Thiago Blanco, psiquiatra e professor do curso de medicina da Escola Superior de Ciências da Saúde, em Brasília, também considerou os dados positivos e importantes para enfrentar o período de quarentena. “A meditação mindfulness, conhecida também como meditação de atenção plena, é também a mais usada, e já se mostrou muito eficaz no tratamento da ansiedade e em outras questões relacionadas. Ela faz com que o indivíduo olhe para o presente sem julgar, apenas acolhendo o que se vivencia. Ajuda na autocompaixão e na aceitação de qualquer situação que se vive, pontos essenciais neste momento”, detalhou .
Avaliações
No futuro, a pandemia da covid-19 dará origem a muitas pesquisas comportamentais, que podem também ser usadas como ferramenta de auxílio para pessoas que sofrerem traumas de qualquer tipo. Por isso, os autores do estudo publicado planejam avaliar se e como as medidas de enfrentamento apresentadas por eles agora tiveram efeito.“É importante testar as estratégias que propusemos em nosso artigo para ver se as pessoas conseguiram reduzir o sofrimento durante a pandemia, além de identificar técnicas adicionais que as pessoas usaram para lidar com o estresse e melhorar as recomendações de enfrentamento durante futuros traumas em massa”, disse Polizzi.

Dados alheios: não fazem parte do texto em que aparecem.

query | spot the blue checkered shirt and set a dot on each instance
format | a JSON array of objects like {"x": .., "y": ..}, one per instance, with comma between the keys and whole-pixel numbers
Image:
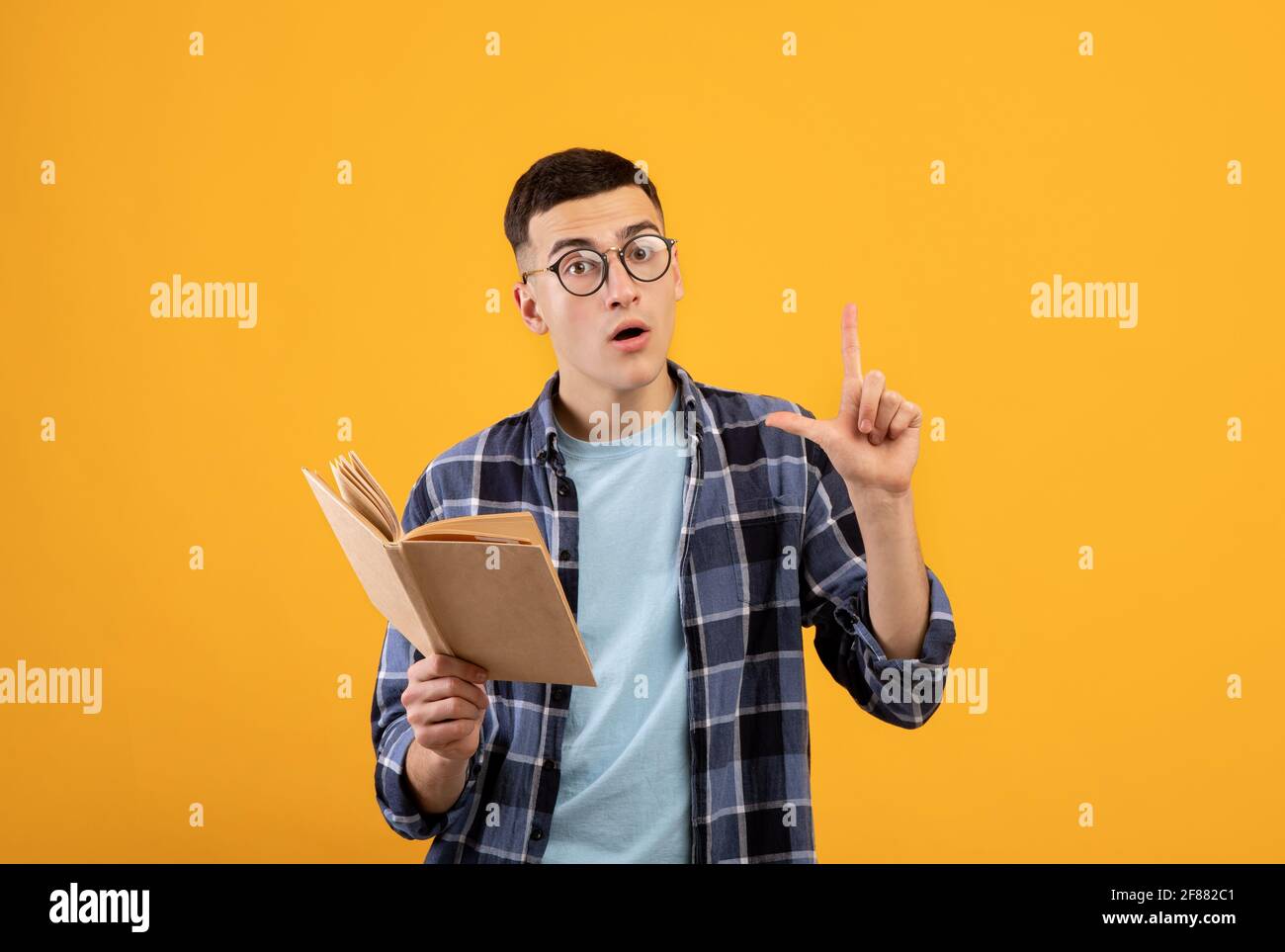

Para Vladimir Melo, entender melhor o efeito de traumas coletivos é algo importante para a área médica e para a sociedade, principalmente no Brasil. “Os brasileiros ainda precisam melhorar muito a forma de lidar com catástrofes, pois não passaram por guerras recentes nem sofrem com grandes fenômenos da natureza. Recentemente, tivemos Mariana e Brumadinho, mas acredito que ainda se faz pouco, e em tempo hábil, para compreender e intervir de maneira eficiente nesses casos”, opinou.
Na avaliação do psicólogo, o momento atual é uma oportunidade de intensificar as trocas de conhecimento e gerar uma especialização nesse tipo de situação. “O mundo inteiro tem se mobilizado para produzir respostas e aperfeiçoar suas ferramentas de assistência à população. Com a saúde mental não é diferente”, concluiu.